Lambda@Edge deploys to us-east-1 regardless of your home region

Spent 3 hours debugging why Lambda@Edge couldn't read secrets. Everything was in us-west-2. Lambda@Edge runs in us-east-1. Secrets must be there too.

// also: CloudWatch billing alarms must use SNS in us-east-1

05

macOS ships bash 3.2 — no associative arrays

Wrote a deploy script using declare -A for a Lambda mapping. Worked on Linux, crashed on macOS. Bash 3.2 doesn't support associative arrays (Apple ships ancient bash due to GPL v3 licensing).

// fix: use parallel indexed arrays or inline Python blocks in bash scripts

06

Secrets governance requires dependency mapping

In any Lambda-based system, the relationship between secrets and their consumers isn't visible from the AWS console. ADR-014 established the governance pattern: document which Lambdas consume which secrets, enforce via automated cross-reference, and never bundle secrets unless consumed by the same Lambda set.

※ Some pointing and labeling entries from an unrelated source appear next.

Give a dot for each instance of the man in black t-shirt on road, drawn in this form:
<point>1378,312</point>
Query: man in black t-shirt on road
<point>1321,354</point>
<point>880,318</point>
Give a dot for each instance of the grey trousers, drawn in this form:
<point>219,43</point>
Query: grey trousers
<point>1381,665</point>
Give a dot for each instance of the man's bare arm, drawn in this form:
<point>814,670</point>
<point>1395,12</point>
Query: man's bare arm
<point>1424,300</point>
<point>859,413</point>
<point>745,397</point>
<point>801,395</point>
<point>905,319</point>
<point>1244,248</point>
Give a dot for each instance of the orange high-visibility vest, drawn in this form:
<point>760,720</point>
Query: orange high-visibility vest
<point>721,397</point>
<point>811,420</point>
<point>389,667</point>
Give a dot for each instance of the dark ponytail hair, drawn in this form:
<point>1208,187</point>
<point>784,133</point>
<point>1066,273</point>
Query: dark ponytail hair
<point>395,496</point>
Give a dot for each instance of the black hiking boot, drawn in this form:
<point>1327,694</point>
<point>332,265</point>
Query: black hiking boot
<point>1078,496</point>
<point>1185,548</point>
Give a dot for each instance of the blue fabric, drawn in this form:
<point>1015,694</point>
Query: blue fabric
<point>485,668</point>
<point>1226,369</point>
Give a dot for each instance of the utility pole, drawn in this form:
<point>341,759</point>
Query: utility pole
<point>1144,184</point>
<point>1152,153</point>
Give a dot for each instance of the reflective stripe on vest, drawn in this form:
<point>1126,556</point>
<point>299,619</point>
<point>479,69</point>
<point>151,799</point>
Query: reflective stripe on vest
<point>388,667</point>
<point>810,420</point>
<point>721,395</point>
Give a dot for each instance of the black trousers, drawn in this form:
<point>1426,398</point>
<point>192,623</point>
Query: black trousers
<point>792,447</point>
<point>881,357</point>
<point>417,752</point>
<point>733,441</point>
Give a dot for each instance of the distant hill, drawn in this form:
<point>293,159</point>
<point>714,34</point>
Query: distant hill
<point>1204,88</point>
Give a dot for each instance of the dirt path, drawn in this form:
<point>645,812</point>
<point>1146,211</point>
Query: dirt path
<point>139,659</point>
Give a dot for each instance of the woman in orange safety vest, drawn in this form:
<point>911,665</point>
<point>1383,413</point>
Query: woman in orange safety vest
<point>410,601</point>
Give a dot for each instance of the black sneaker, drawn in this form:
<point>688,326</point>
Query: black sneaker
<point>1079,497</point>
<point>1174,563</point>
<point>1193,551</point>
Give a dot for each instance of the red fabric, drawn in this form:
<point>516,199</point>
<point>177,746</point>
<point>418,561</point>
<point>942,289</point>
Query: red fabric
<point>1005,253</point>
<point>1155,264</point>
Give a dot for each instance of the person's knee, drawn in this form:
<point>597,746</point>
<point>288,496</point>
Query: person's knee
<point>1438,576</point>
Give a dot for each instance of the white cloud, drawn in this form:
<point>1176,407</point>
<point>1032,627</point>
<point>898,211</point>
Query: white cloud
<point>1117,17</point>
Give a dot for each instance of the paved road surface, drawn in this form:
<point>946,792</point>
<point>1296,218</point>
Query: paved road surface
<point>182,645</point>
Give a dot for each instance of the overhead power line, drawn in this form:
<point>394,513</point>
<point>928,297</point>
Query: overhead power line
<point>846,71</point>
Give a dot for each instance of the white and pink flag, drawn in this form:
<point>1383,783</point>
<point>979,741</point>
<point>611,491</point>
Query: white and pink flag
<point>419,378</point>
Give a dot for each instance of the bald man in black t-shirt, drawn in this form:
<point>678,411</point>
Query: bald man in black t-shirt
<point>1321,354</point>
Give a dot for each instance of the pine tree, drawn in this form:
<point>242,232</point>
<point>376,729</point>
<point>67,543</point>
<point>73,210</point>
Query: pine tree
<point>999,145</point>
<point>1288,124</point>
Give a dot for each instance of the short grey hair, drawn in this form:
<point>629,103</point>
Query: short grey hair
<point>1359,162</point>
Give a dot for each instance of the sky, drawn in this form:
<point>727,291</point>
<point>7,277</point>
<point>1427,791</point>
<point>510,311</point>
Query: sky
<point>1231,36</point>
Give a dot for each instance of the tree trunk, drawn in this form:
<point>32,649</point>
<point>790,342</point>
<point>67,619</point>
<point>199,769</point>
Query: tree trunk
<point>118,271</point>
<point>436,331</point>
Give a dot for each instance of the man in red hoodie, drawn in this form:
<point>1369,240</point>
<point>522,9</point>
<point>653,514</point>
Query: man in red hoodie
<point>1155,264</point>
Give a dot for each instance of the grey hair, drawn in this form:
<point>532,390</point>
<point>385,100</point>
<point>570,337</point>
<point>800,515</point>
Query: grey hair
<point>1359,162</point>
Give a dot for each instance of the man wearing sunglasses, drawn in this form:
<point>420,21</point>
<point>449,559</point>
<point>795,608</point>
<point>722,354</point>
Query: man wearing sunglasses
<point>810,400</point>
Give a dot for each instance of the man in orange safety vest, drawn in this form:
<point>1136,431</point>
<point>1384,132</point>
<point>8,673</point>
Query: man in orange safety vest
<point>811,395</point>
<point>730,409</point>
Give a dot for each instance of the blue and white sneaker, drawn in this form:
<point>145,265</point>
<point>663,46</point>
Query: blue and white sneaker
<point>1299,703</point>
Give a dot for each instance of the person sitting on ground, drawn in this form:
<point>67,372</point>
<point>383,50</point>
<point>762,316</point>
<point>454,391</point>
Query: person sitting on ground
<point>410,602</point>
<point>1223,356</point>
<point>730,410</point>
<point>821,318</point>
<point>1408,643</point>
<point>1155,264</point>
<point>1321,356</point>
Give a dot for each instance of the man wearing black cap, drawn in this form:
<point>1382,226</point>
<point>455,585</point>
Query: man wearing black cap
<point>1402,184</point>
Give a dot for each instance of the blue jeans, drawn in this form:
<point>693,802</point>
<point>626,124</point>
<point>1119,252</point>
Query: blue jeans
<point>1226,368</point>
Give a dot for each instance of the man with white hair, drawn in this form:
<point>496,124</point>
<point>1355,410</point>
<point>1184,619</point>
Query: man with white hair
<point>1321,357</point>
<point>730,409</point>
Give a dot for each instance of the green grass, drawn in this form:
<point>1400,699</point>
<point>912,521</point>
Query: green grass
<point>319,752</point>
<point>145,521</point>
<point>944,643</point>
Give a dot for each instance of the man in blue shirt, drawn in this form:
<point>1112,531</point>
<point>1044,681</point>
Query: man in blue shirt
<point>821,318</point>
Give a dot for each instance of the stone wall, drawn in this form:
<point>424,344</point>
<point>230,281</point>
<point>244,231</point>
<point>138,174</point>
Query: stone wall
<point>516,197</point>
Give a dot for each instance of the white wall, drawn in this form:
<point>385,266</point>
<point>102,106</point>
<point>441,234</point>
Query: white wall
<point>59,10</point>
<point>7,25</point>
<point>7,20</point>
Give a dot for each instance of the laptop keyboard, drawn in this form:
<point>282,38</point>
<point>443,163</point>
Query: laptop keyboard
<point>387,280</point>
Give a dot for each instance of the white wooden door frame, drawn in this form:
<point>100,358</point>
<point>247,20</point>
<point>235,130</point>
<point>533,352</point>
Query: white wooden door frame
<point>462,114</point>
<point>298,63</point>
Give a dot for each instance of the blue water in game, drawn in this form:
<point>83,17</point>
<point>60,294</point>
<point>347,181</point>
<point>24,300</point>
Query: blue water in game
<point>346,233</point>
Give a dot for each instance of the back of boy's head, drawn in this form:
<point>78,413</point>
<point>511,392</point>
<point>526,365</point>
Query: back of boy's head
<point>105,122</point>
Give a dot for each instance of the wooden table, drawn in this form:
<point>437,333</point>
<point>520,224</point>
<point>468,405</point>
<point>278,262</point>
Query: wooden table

// pattern: ADR-014 secrets dependency mapping — automated validation in CI

07

Correlation ≠ Causation (and your AI will forget this)

Early daily briefs said things like "your high HRV caused better sleep quality." The correlation engine found a relationship. Claude narrated it as causal. Had to add explicit correlational framing instructions to every AI prompt.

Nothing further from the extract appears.